La Cámara de Fabricantes de Cajas de Fósforos del país aplaudió esta iniciativa, y dijo que el niño, con esta hazaña, se había convertido en pionero al mezclar la luz, y la dulzura.
Érase una vez un niño muy pequeño que quiso regalar para Nochebuena cajas de fósforos vacías llenas con dos caramelos. Desde enero hasta diciembre, a través de todo el año, recorrió el vecindario para acumularlas, lo cual se facilitó porque para ese entonces no se había descubierto la electricidad, y las bodegas colaboraron con la dotación para realizar su fantasía.
Éste, con anticipación, había hecho el cálculo: en la caja caben dos caramelos. Daré uno y otro de clases distintas.
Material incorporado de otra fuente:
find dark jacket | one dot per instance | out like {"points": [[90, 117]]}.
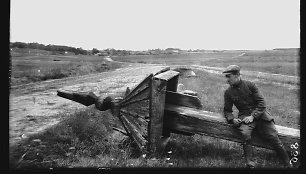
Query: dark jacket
{"points": [[247, 99]]}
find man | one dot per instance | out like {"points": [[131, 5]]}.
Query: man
{"points": [[252, 114]]}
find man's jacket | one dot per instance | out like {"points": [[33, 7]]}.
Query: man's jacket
{"points": [[247, 99]]}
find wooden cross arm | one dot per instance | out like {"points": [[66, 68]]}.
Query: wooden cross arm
{"points": [[186, 119]]}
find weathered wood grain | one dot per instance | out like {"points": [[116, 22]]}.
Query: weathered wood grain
{"points": [[139, 89], [179, 118], [183, 100], [156, 113]]}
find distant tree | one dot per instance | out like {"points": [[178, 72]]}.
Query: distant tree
{"points": [[95, 51]]}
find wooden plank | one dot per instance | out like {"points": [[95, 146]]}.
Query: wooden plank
{"points": [[134, 132], [142, 86], [166, 75], [139, 123], [161, 71], [172, 83], [183, 100], [156, 113], [207, 123], [142, 94]]}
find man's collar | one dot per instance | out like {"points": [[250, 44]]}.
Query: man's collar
{"points": [[237, 84]]}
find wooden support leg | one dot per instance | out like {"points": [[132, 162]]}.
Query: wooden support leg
{"points": [[157, 105]]}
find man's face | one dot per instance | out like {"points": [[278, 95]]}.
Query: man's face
{"points": [[231, 79]]}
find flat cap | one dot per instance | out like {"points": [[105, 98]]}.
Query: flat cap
{"points": [[232, 69]]}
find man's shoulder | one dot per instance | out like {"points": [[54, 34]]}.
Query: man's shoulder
{"points": [[248, 83], [227, 90]]}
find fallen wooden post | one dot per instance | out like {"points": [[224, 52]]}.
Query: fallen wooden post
{"points": [[180, 118], [154, 109]]}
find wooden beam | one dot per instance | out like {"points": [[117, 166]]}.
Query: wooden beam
{"points": [[183, 100], [179, 118], [156, 113], [166, 75], [139, 89]]}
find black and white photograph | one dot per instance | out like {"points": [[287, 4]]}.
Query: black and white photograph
{"points": [[150, 84]]}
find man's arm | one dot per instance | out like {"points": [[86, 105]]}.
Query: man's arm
{"points": [[259, 100]]}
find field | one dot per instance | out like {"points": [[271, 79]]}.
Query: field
{"points": [[271, 61], [84, 138], [30, 65]]}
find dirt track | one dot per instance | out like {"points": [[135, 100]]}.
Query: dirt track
{"points": [[36, 106]]}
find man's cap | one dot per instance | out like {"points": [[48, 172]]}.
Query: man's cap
{"points": [[232, 69]]}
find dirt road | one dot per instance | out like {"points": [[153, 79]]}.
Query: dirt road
{"points": [[34, 107]]}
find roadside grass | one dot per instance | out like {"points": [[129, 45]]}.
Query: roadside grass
{"points": [[86, 139], [269, 61], [33, 71]]}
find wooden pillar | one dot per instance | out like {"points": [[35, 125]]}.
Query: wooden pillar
{"points": [[157, 106]]}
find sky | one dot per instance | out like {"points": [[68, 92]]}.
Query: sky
{"points": [[152, 24]]}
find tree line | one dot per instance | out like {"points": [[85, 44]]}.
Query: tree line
{"points": [[57, 48]]}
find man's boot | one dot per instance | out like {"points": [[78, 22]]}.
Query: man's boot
{"points": [[248, 153], [281, 151]]}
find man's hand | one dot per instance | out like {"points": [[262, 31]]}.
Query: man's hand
{"points": [[248, 119], [236, 121]]}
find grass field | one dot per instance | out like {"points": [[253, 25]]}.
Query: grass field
{"points": [[30, 65], [85, 138]]}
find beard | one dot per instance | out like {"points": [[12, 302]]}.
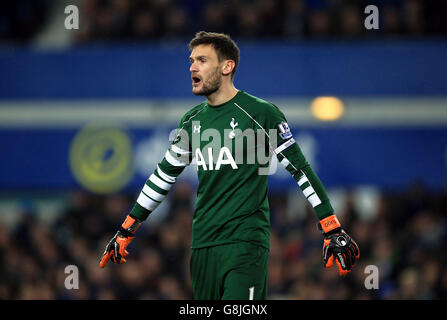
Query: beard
{"points": [[211, 85]]}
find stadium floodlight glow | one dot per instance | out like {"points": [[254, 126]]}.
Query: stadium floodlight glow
{"points": [[327, 108]]}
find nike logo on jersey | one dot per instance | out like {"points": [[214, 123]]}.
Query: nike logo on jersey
{"points": [[233, 125]]}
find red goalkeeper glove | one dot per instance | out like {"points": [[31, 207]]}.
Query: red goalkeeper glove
{"points": [[338, 245], [116, 248]]}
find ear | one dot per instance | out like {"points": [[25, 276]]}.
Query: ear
{"points": [[228, 67]]}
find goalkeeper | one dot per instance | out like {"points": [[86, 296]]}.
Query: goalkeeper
{"points": [[231, 223]]}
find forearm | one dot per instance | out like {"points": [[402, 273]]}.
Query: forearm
{"points": [[160, 182], [307, 180]]}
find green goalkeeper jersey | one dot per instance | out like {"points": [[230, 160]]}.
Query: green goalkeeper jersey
{"points": [[232, 145]]}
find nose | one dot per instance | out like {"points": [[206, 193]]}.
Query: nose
{"points": [[193, 68]]}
Tuvo que explicarle a sus padres el por qué se había empeñado en no desperdiciar, al contrario, conservar, las cajas de fósforos después de usado su contenido.
Una montaña de éstas, en un rincón de su cuarto, era la demostración de que el niño tenía un sueño, una determinación, por lo que sus padres entendieron que este cartón era sagrado. Los primeros días de diciembre el artífice de este curioso regalo estaba terminando de recibir las cajas, y las golosinas, y cercana la Nochebuena empezó a meter en cada estuche dos caramelos de sabores diferentes.
La Cámara de Fabricantes de Cajas de Fósforos del país aplaudió esta iniciativa, y dijo que el niño, con esta hazaña, se había convertido en pionero al mezclar la luz, y la dulzura.